Learning that you served in the Army in Afghanistan and Iraq, I had a flashback of a patient I cared for at VAPHS. The two of you actually looked very much like each other and both shared stories of how you were imprisoned by your experiences. I will never forget the day I went into that patient’s hospital room, sat with him and pleaded that he tell me what is making him so depressed that he could not care for his 27 year old self. He told me how he enlisted in the Army to serve his country in an honorable way and make something of himself, but instead it was taken away from him. He was honorably discharged after being diagnosed with an illness that he viewed as stripping him of his identity all of which exacerbated the severe depression compounded by his PTSD. I was probably a bit too curious and simply didn’t understand what he experienced so I pushed him to tell me what happened. He told me I wouldn’t be able to handle it, but I persisted and with his eyes piercing towards the wall he narrated his experience as if it was re-playing in his mind. He described an unimaginable nightmare not worth repeating and after a minute I stopped him because he was right; I couldn’t handle it. So when I asked you, Mr. MOS, about your story I knew better than to ask about details, especially after you told me that your heroin abuse had started immediately after you returned home. It made sense that a veteran friend of yours suggested that you try out heroin to get rid of the images imprinted on your existence. It also made sense that you injected heroin into your body in an effort to block the pain, but it only worsened your circumstances.
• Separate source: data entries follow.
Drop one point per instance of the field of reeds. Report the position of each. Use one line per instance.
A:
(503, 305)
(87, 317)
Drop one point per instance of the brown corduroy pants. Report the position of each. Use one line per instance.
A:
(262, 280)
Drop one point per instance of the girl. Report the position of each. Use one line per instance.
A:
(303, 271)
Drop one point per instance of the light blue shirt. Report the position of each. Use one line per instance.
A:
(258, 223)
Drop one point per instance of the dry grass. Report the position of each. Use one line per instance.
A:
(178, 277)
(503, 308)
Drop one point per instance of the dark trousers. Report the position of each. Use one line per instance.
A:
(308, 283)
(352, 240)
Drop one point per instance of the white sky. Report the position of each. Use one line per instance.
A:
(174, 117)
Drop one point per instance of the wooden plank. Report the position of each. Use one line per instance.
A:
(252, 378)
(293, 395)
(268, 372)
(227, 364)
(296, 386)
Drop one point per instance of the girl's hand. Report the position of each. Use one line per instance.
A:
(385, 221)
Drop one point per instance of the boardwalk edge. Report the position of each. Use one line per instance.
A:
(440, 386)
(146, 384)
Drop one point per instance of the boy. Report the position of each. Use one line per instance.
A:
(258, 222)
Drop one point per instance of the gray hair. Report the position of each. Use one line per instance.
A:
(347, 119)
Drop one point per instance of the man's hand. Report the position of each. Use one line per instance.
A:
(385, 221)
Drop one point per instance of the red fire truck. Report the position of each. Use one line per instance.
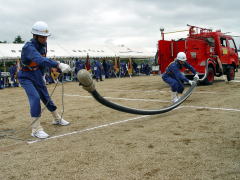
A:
(203, 47)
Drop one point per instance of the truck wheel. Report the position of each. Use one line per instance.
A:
(210, 77)
(230, 73)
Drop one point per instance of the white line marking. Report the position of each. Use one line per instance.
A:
(88, 129)
(149, 91)
(131, 119)
(235, 81)
(212, 108)
(125, 99)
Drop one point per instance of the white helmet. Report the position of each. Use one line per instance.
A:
(40, 28)
(181, 56)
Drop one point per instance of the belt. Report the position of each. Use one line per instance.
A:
(29, 68)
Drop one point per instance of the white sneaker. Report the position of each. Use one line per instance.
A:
(40, 134)
(61, 122)
(175, 99)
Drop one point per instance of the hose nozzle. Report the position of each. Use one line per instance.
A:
(86, 80)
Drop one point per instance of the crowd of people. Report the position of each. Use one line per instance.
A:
(100, 70)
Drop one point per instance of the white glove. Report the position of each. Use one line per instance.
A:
(196, 77)
(65, 68)
(191, 82)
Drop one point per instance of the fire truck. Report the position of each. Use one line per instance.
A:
(203, 47)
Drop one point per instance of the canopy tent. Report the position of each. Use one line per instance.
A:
(10, 51)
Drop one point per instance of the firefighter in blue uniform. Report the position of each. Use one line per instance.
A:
(97, 69)
(1, 81)
(33, 61)
(175, 78)
(13, 72)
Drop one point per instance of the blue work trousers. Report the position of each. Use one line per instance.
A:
(175, 84)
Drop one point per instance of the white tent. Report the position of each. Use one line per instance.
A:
(9, 51)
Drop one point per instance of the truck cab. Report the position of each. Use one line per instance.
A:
(203, 47)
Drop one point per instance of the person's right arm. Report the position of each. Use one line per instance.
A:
(32, 54)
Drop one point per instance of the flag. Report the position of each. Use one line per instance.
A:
(88, 67)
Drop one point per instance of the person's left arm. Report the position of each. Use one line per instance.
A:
(188, 66)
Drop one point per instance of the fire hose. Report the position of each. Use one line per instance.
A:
(86, 81)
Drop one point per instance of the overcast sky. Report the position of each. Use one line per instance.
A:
(134, 23)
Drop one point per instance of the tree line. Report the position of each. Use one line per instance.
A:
(17, 40)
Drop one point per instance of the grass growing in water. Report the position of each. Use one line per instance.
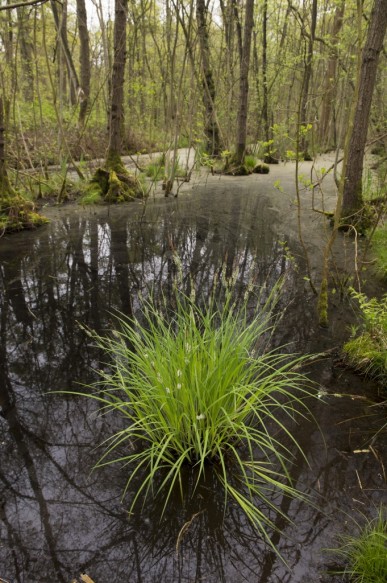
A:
(366, 554)
(367, 349)
(198, 388)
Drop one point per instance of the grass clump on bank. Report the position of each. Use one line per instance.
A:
(365, 555)
(366, 351)
(197, 387)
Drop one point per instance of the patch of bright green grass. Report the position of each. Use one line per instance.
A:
(366, 554)
(198, 387)
(367, 349)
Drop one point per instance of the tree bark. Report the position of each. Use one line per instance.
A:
(352, 178)
(84, 61)
(116, 113)
(244, 84)
(62, 33)
(211, 129)
(307, 79)
(327, 129)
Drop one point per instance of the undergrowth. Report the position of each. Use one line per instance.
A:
(366, 351)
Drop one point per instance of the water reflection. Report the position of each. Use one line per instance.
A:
(58, 519)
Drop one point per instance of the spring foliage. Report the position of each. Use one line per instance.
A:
(198, 387)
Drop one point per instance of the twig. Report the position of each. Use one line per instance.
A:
(184, 529)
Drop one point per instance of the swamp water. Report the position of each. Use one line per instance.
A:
(57, 518)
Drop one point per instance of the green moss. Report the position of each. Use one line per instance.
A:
(109, 186)
(17, 214)
(322, 304)
(261, 169)
(114, 162)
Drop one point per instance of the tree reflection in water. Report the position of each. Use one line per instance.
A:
(58, 519)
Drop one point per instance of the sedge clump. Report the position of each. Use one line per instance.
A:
(198, 387)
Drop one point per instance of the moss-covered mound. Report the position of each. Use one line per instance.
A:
(17, 213)
(261, 169)
(110, 186)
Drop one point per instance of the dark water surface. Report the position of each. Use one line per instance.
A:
(57, 519)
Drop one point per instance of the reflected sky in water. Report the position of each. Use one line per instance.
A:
(57, 518)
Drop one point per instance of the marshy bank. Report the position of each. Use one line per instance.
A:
(57, 518)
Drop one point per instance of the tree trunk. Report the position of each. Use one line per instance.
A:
(62, 33)
(244, 84)
(306, 81)
(352, 177)
(27, 51)
(84, 62)
(211, 129)
(327, 132)
(116, 113)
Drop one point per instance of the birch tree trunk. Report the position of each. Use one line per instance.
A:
(244, 84)
(116, 112)
(352, 178)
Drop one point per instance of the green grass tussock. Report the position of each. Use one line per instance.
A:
(365, 555)
(199, 387)
(366, 351)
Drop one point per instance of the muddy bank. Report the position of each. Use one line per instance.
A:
(56, 518)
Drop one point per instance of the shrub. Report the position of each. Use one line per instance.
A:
(197, 387)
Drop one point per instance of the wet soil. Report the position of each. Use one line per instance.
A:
(59, 519)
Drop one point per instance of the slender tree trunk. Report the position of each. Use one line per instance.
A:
(27, 51)
(211, 129)
(116, 114)
(352, 179)
(62, 34)
(265, 103)
(327, 131)
(244, 84)
(84, 61)
(307, 79)
(6, 191)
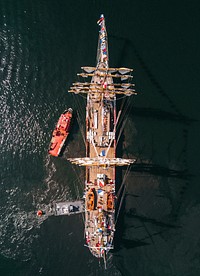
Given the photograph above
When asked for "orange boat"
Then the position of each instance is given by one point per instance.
(60, 133)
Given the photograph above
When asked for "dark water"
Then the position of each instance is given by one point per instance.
(43, 46)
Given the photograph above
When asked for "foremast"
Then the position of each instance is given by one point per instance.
(100, 160)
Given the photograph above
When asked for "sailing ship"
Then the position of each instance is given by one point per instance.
(60, 132)
(100, 161)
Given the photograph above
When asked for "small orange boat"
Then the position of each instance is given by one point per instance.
(60, 133)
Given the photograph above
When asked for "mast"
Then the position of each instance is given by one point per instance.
(100, 161)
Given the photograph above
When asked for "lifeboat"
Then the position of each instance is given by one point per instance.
(90, 199)
(60, 132)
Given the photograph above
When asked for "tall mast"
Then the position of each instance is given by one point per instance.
(102, 50)
(100, 161)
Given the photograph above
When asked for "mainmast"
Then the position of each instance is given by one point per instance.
(100, 161)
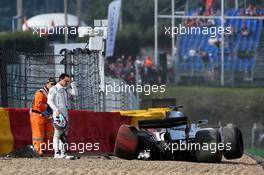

The service you provided for this country that allots me the freedoms that I take for granted daily has left you scarred. You were injured in the war, honorably discharged and should be able to receive care within the VA Health System, but your mental health and addiction have left you homeless and in this downward spiral that makes it impossible for you to seek the help that you need. To top it all off, we sat in jail together and I knew that these doors weren’t what incarcerated you. I grappled internally with what I could possibly do for you at that moment. The stories of the other veterans I have cared for allowed me to look you in the eyes and reassure you that the isolation and pain you felt were rooted in your experience and the disease of addiction you developed was rooted in masking those pains. As I spoke, the blank stare that you had started off with slowly turned into tears rolling down your cheeks. I told you that you mattered, thanked you for your service and then shared the resources that you deserve and are available to you as a veteran. I did my other doctorly stuff, assigned you to housing, and as you walked out I wondered how your story would unfold. I am not a vet, neither are any of my blood related family members, and I will never understand what it is like to be in your shoes, but I do know what it is like to not be aware of your disparities and to push forward despite feeling lost and alone. The one thing that helped me along the way were the people who acknowledged my existence, told me that I mattered, and showed me how to develop tools to fulfill my purpose. Mr. MOS, I saw you and I hope the words I shared with you filled your heart with the love that you deserve and was the bit of motivation you need to try to get the resources that are meant for you to fulfill your own purpose.
You matter,
Dr. A


As a war veteran and a volunteer at a VA Hospital, I am stricken by how well Dr. Agonafer has captured the complex issues that have destroyed the minds and bodies of many thousands of our veterans, often directly linked to the high suicide rate of this unique population. Her conversational-styled narrative will be more powerful to the uninformed than reading all the stark statistics frequently reported in the media. Only through wide-spread awareness and concern will this National tragedy be reversed.